Lifestyle and Reproduction:
The Northern Bald Ibis is a social bird and historical colonies have recorded numbers of several thousand individuals. Partners like to greet each other with a ritual, in which they spread their hair and bow to each other with the slurping “chrrupp”, typical of Northern Bald Ibises. Normally, this ritualized behavior then triggers large numbers of mimics throughout the colony, allowing the birds to be heard from far away. These ibises are usually seasonally monogamous; the partnerships during breeding season vary from year to year. Some pairs, however, stay together for many years. When it comes to nest building, incubating, and rearing, the pair becomes a team and shares the responsibilities.
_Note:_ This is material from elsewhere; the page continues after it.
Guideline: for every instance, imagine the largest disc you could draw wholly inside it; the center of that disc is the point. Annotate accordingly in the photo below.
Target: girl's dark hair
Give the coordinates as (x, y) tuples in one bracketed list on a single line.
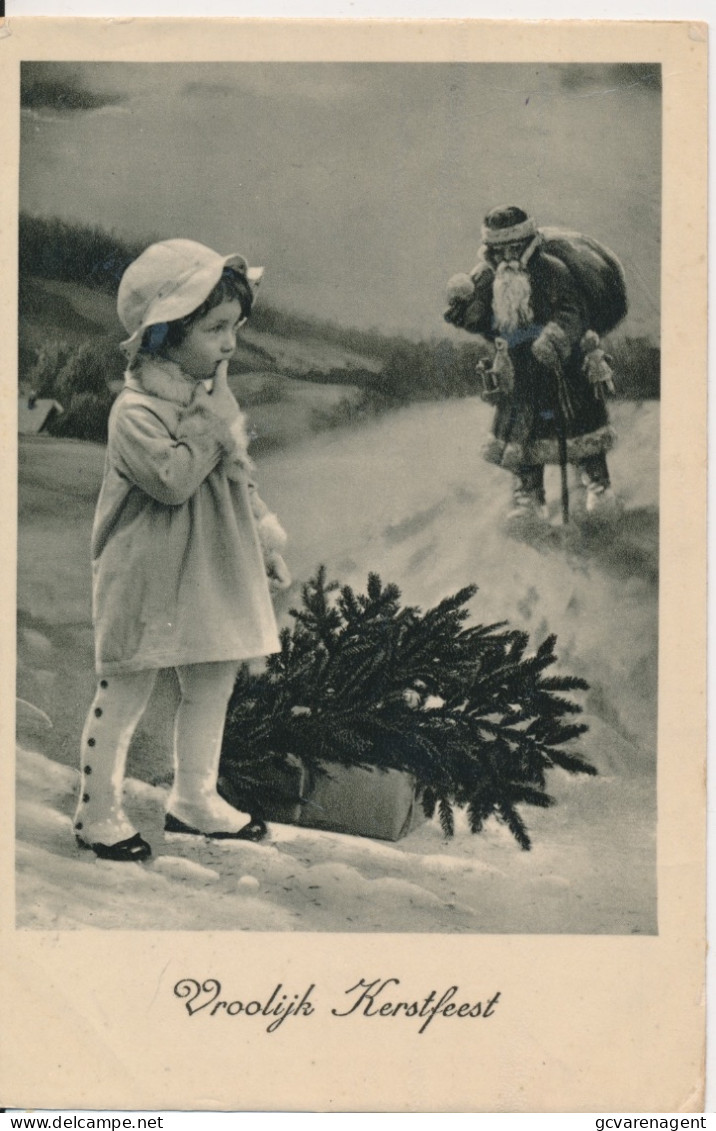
[(231, 286)]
The birds prefer steep rock faces with numerous nooks as breeding habitats. These nooks offer the offspring protection from extreme weather, and also help keep predators away. Northern Bald Ibises lay up to four greenish eggs, which are similar in size to a chicken egg. The hen usually lays one egg every two days and starts incubating as soon as the first egg is laid. As a result, the young birds also hatch at intervals of about two days. The ranking in the nest is then determined in advance, by the difference of age. Fights over rankings among the nestlings are therefore rather rare.
The nestlings will fledge after a period of 42-50 days. They then fly with the parents to forage and later often join forces with their peers to form juvenile groups. Motivated by an innate migration drive, they follow experienced birds in the fall months, to the winter location, and learn the flight route.